I signed up for Linked In about two years ago. My morbid fascination about social networking proved too much to resist so I had to see how many people I could potentially be "linked in" with. It was truly an amazing revelation as simply linking up with a few people produced a vast array of potential new connections. After adding a few more people to my network and accepting invitations to be linked in with some other people, my total potential network hovers around 300,000 people. An impressive number but hardly realistic.

The ability to connect "through" people was cool in theory but what did I really gain? So Mike knows Tammy and Tammy happens to work for a company I want to do business with. Seems logical to ask Mike to make a connection on my behalf for Tammy right? Maybe yes and maybe no.

You see the fact that Tammy happens to work someplace that I want to gain access to doesn't necessarily mean that I have the right to ask her. I don't even know her! In fact, asking Mike to bridge the connection can be a slippery slope and potentially damage the relationship he has established with Tammy.

I know someone that wanted very badly to work with DELL. He connected up with a couple of us that had several DELL connections in our "network." Before you know it we were getting lambasted with requests to make this connection or that connection. I politely declined, knowing that my connections out there were loose at best and that they had no role in what his main objective was. Another one of my connections, Jason, wasn't so judicious.
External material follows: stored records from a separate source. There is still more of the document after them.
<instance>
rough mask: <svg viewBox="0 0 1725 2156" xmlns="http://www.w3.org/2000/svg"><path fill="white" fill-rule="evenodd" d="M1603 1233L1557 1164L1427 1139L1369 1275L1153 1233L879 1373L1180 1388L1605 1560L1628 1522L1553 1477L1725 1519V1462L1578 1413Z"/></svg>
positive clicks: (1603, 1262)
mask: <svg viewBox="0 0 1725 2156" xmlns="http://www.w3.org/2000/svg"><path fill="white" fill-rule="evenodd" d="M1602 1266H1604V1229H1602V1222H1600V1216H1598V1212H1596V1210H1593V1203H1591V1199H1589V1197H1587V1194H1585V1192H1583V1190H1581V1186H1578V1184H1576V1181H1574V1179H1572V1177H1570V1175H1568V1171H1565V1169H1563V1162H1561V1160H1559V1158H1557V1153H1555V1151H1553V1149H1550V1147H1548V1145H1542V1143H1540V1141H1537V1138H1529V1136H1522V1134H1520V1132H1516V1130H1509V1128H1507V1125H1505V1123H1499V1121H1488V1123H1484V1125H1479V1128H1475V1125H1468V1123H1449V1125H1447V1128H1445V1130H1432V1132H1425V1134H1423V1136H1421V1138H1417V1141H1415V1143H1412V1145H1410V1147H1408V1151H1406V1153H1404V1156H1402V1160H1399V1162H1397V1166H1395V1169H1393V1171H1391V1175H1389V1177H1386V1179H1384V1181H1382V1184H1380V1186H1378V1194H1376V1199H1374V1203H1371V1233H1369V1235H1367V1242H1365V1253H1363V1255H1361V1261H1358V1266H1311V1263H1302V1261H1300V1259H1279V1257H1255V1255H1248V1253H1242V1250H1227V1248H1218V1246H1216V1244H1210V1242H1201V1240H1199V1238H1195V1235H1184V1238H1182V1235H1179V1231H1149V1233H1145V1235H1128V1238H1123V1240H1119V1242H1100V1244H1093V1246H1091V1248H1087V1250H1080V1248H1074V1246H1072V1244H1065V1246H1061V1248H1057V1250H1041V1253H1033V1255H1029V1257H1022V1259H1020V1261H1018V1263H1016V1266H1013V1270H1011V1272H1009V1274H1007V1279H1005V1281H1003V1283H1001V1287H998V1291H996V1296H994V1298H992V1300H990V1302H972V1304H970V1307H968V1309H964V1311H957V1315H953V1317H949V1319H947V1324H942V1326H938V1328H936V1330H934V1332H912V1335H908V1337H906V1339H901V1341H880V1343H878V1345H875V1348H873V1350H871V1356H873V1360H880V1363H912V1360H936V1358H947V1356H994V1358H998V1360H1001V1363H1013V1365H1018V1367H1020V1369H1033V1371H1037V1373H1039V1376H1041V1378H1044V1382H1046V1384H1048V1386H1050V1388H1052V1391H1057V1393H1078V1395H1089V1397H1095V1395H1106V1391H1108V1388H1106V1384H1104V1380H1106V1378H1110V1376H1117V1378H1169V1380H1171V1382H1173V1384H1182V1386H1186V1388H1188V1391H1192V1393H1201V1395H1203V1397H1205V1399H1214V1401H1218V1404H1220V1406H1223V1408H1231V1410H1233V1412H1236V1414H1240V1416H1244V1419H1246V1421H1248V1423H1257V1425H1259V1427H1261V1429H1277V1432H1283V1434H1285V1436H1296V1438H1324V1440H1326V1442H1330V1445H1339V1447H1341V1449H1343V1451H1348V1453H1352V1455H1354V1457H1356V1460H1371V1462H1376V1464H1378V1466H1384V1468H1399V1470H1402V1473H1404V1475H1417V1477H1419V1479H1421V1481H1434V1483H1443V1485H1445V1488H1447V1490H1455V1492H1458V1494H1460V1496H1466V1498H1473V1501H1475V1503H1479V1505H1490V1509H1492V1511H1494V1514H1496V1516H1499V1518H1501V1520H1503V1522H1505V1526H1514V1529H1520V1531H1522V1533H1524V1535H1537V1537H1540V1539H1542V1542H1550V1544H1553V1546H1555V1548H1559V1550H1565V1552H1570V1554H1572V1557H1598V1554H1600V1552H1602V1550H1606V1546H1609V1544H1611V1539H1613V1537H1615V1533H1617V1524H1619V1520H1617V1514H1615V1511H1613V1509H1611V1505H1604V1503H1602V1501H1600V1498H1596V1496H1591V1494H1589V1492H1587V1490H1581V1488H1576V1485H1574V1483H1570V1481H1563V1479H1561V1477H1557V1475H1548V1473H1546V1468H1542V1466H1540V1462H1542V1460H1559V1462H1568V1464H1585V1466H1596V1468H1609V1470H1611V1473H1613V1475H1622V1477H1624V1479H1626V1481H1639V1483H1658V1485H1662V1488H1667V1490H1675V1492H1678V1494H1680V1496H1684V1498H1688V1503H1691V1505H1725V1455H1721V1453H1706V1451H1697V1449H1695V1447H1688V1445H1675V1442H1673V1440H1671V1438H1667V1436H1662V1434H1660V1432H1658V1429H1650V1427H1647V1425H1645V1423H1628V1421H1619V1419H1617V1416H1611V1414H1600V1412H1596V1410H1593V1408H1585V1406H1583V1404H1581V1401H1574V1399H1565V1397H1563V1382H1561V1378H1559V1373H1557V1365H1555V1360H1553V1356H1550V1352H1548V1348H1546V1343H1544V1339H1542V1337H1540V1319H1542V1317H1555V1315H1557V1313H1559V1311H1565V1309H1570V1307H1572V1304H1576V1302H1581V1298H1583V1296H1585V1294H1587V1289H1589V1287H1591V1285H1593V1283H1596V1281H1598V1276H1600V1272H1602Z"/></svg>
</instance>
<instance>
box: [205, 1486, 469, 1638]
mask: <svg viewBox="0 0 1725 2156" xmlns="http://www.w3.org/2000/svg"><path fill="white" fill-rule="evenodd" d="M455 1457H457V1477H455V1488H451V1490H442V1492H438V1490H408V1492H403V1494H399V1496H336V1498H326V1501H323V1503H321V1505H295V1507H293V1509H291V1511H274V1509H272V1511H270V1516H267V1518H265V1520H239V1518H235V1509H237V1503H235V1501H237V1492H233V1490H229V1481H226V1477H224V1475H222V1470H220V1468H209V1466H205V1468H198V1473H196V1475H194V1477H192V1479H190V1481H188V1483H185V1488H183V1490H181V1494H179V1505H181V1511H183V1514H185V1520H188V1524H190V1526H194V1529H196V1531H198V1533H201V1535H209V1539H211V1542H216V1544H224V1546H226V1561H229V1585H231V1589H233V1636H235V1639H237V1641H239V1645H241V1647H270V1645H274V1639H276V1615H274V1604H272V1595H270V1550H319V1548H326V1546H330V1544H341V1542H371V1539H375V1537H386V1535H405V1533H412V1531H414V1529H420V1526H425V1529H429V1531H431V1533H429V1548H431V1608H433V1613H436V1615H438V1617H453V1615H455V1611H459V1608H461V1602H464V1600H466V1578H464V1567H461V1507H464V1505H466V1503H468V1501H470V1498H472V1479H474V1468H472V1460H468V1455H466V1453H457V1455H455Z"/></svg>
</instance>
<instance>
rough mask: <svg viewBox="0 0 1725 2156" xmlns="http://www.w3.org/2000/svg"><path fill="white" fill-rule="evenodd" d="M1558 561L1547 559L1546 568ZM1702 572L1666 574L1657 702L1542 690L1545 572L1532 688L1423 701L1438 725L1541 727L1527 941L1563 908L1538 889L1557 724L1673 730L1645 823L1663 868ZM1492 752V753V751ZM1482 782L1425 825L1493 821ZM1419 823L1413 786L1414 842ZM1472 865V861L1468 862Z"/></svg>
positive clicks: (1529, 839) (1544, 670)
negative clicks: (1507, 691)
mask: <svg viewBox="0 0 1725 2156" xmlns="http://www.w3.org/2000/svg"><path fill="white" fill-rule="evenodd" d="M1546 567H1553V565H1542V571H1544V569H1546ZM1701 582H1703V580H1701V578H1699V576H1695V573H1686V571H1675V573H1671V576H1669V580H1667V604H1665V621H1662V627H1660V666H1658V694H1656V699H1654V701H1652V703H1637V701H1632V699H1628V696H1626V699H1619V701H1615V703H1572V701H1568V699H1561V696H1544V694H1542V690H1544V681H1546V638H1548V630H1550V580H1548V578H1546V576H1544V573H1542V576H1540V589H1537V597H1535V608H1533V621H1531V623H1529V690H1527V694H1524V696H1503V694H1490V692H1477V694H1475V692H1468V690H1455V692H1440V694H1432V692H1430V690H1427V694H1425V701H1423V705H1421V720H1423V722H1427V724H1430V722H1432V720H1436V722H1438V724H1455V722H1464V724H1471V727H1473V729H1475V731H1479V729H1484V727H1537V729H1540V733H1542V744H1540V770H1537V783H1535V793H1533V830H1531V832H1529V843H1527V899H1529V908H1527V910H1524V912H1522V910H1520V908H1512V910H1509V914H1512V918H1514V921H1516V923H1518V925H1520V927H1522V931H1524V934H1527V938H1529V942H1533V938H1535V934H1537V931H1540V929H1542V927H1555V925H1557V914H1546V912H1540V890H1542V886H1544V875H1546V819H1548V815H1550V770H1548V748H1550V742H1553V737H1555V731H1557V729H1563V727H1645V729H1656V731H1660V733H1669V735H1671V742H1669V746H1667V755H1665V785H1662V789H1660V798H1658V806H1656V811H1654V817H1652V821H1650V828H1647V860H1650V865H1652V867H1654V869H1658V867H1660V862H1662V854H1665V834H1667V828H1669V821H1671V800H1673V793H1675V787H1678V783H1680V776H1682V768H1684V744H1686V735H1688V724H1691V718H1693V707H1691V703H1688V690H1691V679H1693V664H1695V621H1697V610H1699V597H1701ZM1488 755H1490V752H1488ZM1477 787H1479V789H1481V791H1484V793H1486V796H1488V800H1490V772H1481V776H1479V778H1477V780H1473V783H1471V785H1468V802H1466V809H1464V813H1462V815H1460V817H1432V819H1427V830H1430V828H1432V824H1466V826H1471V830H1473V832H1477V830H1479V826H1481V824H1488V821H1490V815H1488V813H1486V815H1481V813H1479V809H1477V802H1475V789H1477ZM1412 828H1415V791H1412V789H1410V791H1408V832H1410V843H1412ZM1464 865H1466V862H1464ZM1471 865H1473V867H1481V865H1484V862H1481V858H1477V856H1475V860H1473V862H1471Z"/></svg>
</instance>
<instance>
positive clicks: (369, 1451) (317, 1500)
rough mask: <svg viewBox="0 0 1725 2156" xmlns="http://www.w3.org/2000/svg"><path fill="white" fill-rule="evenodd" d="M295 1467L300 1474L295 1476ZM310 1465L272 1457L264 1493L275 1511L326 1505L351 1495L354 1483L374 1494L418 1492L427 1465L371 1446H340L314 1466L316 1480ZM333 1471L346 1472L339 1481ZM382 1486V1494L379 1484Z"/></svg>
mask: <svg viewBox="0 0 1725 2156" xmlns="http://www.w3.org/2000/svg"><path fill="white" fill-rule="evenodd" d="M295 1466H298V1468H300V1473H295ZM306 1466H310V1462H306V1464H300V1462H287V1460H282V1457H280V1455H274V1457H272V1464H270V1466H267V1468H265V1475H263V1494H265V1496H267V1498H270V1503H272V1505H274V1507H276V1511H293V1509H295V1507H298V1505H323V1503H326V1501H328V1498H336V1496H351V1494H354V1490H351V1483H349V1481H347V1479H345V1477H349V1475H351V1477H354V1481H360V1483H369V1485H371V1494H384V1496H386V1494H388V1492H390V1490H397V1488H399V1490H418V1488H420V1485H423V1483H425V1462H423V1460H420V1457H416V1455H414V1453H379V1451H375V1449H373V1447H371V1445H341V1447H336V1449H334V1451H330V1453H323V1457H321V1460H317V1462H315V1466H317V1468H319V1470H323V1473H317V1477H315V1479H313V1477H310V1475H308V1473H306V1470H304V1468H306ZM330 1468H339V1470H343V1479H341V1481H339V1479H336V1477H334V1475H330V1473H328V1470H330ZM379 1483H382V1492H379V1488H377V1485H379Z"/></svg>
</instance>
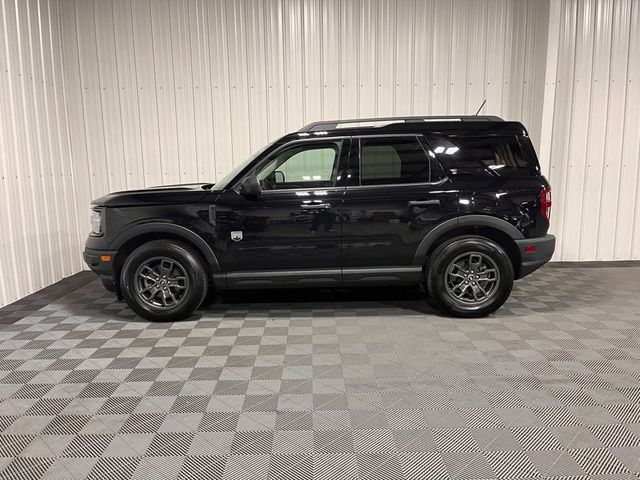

He randomly made connections with the 3 or 4 people he knew at DELL. Several people accepted the invitations to be linked in with this unknown person because they knew Jason and trusted he wouldn't refer someone without good reason. From there, this guy, who shall remain nameless, was pinging his new DELL connections with requests to be connected with people they had listed as their connections. Before long, you can imagine this guy had become a real pest and ended up causing some pretty serious rifts between Jason and his now ex-Dell friends.

Now it would be true to say that this scenario is the exception and that Jason should have showed more prudence in his agreement to connect. That would be true. It would also be true that tools such as linked in can open up a world of opportunity if used correctly. It just becomes painfully obvious that there are more people using tools like this as "toys" rather than for the serious business tools that they were designed to be. That's where the value of the system might not supersede the potential pitfall especially when it comes to letting people see who you deem as your important connections.

One final concern that is worth sharing. I have noticed Linked In and now Friendster are using your contact information to share everything from job openings to less than business oriented opportunities. I just received a "friend" request on Friendster this past week from someone who is in Austin. The information was sketchy but I figured it was worth checking out because most of these tend to be legit. Upon further examination and some clicking on links, my new friend was actually tied into an Adult services business. That's certainly not my cup of tea and it appears that this connection was akin to spam! More importantly it showed the basic breakdown of their system and any value that I once had for that particular service was gone with the Friend Request from "Mandy."

No matter what service you use to connect or stay connected, please travel lightly. You never want to find yourself put in a predicament of compromising the connections that mean something to you. These kinds of services make it way easy to do just that and ultimately it will be impossible to unring a bell that you might not want rung in the first place.